Gildea, Sir James (1838–1920), philanthropist, was born 23 June 1838 in Kilmane, Hollymount, Co. Mayo, third son of the Rev. George Robert Gildea (1803–87), provost of Tuam, and Esther Gildea (née Greene) of Greenmount, Co. Wexford. The Gildeas had settled in Mayo in the early eighteenth century and provided several high sheriffs of the county. James was educated at St Columba's College, Dublin, and entered Pembroke College, Cambridge (25 June 1855) but did not graduate. As a young man he joined the Order of St John of Jerusalem, a long-standing charity which was the force behind the St John Ambulance Association. During the Franco–German war (1870–71) he served with an ambulance company. Eight years later he raised £12,000 for the relief of the widows and orphans of those killed in the Zulu war (1879). The following year he raised a similar sum in connection with the Afghan war. His most sustained philanthropic enterprises were the Soldiers' and Sailors' Families Association (SSFA), which he founded in February 1885, and the St John Ambulance Association, which he vigorously promoted. The SSFA benefited from royal patronage: in January 1901 it had raised £750,000 for widows and orphans of the Boer war; following an appeal from Alexandra, princess of Wales, it raised a further £750,000 that year. As queen from 1901, Alexandra gave her name to the royal home for officers' widows and daughters that Gildea established at Queen Alexandra's Court, Wimbledon (1904), and on her suggestion the SSFA became the SSAFA in 1919, after adding airmen's families to its beneficiaries. Gildea was knighted (KCVO) in 1902. At the SSAFA's seventieth anniversary (1955) it had 1,500 branches worldwide.

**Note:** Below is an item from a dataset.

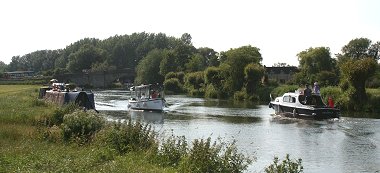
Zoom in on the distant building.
[4,71,34,79]
[265,66,299,84]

Gildea's other pet project was memorials. Always an eager letter-writer to The Times, he was particularly assiduous in petitioning for memorials to Queen Victoria, King Edward VII, and the soldier victims of the Boer war. Among his publications, which included The order of St John of Jerusalem in England, The St John Ambulance Association, and The Gildeas of Port Royal and Clooncormack, was a book on memorials erected in the UK and the dominions to British officers in the Boer war. Both his brothers were in the army, and he was himself an officer, though he saw no active service after 1871. From 1890 to 1898 he was colonel of the 6th Bn, Royal Warwickshire Regiment, and in 1909 he was honorary colonel of the 4th Bn of the regiment. A firm imperialist, he felt strongly enough about the union to sign an appeal against the ‘coercion’ of Ulster, which pledged him to ‘support any action that may be effective against the home rule bill’ (Times, 5 Mar. 1914) but he was not politically vocal and made no effort to play a stronger role on the issue. He died at home in 11 Hogarth Road, London, on 6 November 1920.
He married (24 August 1864) Rachel Caroline (d. 4 June 1888), daughter of Arthur Kett Barclay of Bury Hill, Dorking, Surrey. He was survived by a son and two daughters; two other sons died in infancy.